LE: How did you find the WICL program? 
DL:
I try to sign up for as many newsletters as I can. I got a letter from Culintro and saw a blurb at the bottom about WICL through the JBF. This was when I was working for the family in New York.  I mentioned it to them, and they fully supported me following my dream. They wrote a recommendation for me, so did Far West, and my pastry chef at Zynga wrote me one as well. I went through a series of phone interviews and got picked by Lettuce Entertain You. 

LE: Why did you decide to apply?
DL:
My personal plan was to own my own restaurant one day, and I joined so I could get comfortable doing so. I have a lot of back of house experience, and I wanted to have understanding and control of both sides. I want my employees to know I have respect for what they do because I've done it. I'd like to own my own establishment and I feel like this program has prepared me to do so by bolstering my confidence and providing technical knowledge.

LE: What is your current position with LEYE?
DL:
I'm a manager at Ramen San. I started with the LEYE Summer Internship Program, so I got to meet all of the company's chefs, learn the finances, etc. Then I did management training, which included front of house follows at a number of their restaurants as well as back of house. I worked closely with the General Managers at each restaurant and the Divisional Managers. 

LE: How did the WICL program prepare you for your current position?
DL:
In so many ways. I never thought my back of house experience would translate to front of house. Doing all of those follows and seeing how each position connects to the other consecutively made me think, “Oh yeah, I can do this.” I never thought I could before. LEYE has helped me feel more prepared and confident about how to approach every situation, and about doing the physical jobs themselves—knowing what a busser's job really is, knowing what a bartender is responsible for besides just making cocktails (which is a lot). That has helped enable me to develop more respect and receive more respect. I can actually help, which helps run a better and smoother service.

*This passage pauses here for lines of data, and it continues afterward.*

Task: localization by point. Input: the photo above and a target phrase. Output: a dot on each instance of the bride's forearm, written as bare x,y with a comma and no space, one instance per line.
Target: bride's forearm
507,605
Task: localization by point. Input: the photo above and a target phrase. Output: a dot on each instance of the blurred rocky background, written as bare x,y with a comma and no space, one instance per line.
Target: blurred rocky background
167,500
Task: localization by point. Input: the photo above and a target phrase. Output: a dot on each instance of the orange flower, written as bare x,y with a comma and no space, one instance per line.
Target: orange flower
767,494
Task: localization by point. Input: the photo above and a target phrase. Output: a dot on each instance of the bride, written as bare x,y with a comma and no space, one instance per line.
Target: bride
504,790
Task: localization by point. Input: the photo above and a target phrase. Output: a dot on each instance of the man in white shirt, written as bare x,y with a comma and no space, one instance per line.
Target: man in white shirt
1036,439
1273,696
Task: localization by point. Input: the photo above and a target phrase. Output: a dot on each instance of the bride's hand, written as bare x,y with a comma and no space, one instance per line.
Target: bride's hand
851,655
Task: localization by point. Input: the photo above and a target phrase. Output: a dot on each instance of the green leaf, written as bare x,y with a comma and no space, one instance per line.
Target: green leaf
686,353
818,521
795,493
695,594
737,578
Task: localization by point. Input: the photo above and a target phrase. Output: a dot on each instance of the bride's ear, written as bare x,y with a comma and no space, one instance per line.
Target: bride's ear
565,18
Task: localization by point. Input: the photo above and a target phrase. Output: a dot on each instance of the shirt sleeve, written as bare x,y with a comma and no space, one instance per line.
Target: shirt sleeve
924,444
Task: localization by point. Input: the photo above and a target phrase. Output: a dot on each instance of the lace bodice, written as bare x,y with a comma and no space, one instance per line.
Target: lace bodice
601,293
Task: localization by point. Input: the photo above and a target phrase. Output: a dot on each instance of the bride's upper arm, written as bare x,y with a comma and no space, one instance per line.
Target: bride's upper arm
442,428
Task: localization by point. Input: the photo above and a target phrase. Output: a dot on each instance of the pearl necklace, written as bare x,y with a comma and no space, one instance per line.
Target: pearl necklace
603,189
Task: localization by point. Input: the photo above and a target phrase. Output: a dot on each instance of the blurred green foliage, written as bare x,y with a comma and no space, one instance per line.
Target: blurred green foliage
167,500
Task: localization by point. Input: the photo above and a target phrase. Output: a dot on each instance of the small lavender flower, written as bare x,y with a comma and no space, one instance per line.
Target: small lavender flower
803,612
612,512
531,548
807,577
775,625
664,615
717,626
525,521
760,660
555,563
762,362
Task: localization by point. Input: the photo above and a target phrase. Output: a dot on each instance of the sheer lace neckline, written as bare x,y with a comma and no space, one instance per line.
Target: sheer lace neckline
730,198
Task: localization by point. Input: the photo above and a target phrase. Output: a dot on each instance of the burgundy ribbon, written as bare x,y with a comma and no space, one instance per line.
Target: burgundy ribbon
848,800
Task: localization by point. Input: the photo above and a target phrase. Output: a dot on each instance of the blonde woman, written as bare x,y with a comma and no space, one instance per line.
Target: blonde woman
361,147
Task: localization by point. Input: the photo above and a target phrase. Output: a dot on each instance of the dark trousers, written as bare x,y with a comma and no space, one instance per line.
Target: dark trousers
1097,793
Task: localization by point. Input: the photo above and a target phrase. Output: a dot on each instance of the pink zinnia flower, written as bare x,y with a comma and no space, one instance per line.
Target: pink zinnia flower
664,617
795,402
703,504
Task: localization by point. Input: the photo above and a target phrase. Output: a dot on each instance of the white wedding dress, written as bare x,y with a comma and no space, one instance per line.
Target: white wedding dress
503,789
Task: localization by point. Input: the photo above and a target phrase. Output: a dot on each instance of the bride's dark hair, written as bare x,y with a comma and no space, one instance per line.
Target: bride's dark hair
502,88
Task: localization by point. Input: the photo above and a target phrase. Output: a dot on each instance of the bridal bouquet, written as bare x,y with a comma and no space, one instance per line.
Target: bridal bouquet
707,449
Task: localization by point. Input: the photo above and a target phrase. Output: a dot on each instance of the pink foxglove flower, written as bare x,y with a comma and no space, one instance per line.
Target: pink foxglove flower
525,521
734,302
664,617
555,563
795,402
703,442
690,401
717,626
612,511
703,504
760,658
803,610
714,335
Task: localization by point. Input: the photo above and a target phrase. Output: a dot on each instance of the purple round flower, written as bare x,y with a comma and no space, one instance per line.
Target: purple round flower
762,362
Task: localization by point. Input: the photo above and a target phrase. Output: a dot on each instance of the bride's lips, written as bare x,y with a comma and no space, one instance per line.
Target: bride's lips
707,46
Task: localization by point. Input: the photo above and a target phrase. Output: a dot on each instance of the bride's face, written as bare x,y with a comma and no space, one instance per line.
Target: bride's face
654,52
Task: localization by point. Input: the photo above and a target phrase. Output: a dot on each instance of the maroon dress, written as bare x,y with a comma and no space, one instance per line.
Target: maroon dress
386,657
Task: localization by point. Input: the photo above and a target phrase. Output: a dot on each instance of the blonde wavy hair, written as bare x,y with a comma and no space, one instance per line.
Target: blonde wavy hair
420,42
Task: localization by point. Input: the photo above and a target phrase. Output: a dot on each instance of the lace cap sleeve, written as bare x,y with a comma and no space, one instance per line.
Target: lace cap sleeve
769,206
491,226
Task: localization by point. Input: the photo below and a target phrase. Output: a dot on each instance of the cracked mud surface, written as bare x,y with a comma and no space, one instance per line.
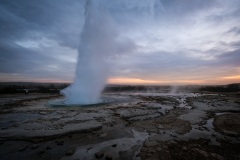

LE: What was the most valuable skill you acquired?
DL:
Learning how to do every job in the restaurant is really important. I can't figure out how I would've done that before I eventually open my own place, and I really want my employees now and in the future to respect me because I know what they do and what their job entails, and how difficult it can be. It was truly a life experience that I will never forget, and I will carry with me wherever I go in the future. And confidence. This program gave me the confidence I need to carry out my dream of owning my own restaurant.

LE: What do you plan to do to further WICL?
DL:
I've told JBF that I want to help and be a part of WICL. I want to get more women inside my restaurant, so I'm making sure I hire and surround myself with strong women of color, and women in general. Just finding women who aren't sure if they can do it, and making them believe that they can, is the best thing I can do, because that's what JBF and LEYE did for me. And now my idea of the future is so different.

LE: How is your idea of the future different? 
DL:
I can't say enough about this program. I really never thought I would be able to do what I'm doing today. Besides the technical skills, there's really nothing more valuable than having more confidence in yourself. I think all of the women across the program, even though we're all in different programs, we can all relate to that. The confidence this program has the power to instill in you is really going to project you into your future in this industry.

LE: Do you have any advice for future applicants?
DL:
Don't get sick! And be organized. Take time for yourself every once in a while, you can get really wrapped up and forget to take care of yourself. Some days I worked really early, some days really late; the schedule constantly changes. Just remember to take a breath, do some yoga, make sure you're eating healthy and taking care of yourself, it's what's going to keep you going in and learning everyday. And take a lot of notes. Even if it's just writing about they day or your feelings. It's a life changing experience, so to have something to reference back to is really important, emotionally and for learning.